Measurement of the Magnetic Field in a Linear Magnetized Plasma by Tunable Diode Laser Absorption Spectroscopy
Sven Dickheuer,
Oleksandr Marchuk,
Tsanko Vaskov Tsankov,
Dirk Luggenhölscher,
Uwe Czarnetzki,
Wojciech Gromelski,
Stephan Ertmer,
Arkadi Kreter
Affiliations
Sven Dickheuer
Forschungszentrum Jülich GmbH, Institut für Energie- und Klimaforschung-Plasmaphysik, Partner of the Triliteral Euregio Cluster (TEC), 52425 Jülich, Germany
Oleksandr Marchuk
Forschungszentrum Jülich GmbH, Institut für Energie- und Klimaforschung-Plasmaphysik, Partner of the Triliteral Euregio Cluster (TEC), 52425 Jülich, Germany
Tsanko Vaskov Tsankov
Institute for Plasma and Atomic Physics, Ruhr University Bochum, 44780 Bochum, Germany
Dirk Luggenhölscher
Institute for Plasma and Atomic Physics, Ruhr University Bochum, 44780 Bochum, Germany
Uwe Czarnetzki
Institute for Plasma and Atomic Physics, Ruhr University Bochum, 44780 Bochum, Germany
Wojciech Gromelski
Institute of Plasma Physics and Laser Microfusion, 01497 Warsaw, Poland
Stephan Ertmer
Forschungszentrum Jülich GmbH, Institut für Energie- und Klimaforschung-Plasmaphysik, Partner of the Triliteral Euregio Cluster (TEC), 52425 Jülich, Germany
Arkadi Kreter
Forschungszentrum Jülich GmbH, Institut für Energie- und Klimaforschung-Plasmaphysik, Partner of the Triliteral Euregio Cluster (TEC), 52425 Jülich, Germany
Tunable diode laser absorption spectroscopy (TDLAS) is a commonly used technique to measure the temperature and density of atoms or molecules in a gas.

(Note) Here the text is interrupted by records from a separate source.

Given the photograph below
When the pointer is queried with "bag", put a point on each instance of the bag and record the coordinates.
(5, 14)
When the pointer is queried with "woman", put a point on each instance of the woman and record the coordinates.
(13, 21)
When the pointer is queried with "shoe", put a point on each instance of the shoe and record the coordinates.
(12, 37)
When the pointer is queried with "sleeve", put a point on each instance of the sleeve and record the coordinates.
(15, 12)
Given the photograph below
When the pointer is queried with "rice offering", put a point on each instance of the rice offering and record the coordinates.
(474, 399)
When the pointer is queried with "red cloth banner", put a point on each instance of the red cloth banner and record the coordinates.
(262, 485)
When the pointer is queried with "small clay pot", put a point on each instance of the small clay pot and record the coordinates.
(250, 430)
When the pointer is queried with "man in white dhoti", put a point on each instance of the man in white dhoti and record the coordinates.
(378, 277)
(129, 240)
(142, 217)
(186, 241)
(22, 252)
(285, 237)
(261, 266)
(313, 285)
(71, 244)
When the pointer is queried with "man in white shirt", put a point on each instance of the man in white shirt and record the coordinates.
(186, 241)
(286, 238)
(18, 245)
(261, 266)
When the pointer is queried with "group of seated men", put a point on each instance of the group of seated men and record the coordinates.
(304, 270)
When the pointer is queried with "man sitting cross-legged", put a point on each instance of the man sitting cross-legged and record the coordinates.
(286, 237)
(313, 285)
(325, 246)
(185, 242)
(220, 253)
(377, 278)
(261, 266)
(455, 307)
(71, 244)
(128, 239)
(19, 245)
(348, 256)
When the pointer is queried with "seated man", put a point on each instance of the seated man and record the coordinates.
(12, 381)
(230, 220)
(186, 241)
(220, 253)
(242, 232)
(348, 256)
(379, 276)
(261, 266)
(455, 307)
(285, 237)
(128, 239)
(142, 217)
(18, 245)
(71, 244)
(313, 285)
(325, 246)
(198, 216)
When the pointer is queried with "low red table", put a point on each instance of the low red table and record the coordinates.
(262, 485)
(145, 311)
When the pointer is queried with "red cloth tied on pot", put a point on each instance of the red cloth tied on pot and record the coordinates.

In this work, we demonstrate that the TDLAS diagnostics could be effectively applied to measure the magnetic field in a low-density weakly magnetized plasma using the Zeeman splitting of the absorption spectrum of lines from noble gases. The laser wavelength is tailored to fit the 1 s 5 → 2 p 6 transition of atomic Ar with the wavelength λ = 763.51 nm . Two mechanisms of line broadening and splitting are observed: Doppler broadening and Zeeman effect. The latter is especially pronounced by applying polarization-selective observation of the absorption to the TDLAS measurements. By fitting the σ and π components of the absorption spectrum, the line-integrated magnetic field on the order of 30–50 mT is determined. The agreement between the measured values and the vacuum field (neglecting the impact of the plasma) calculations on the axis of the PSI-2 is found to be about 15–20%.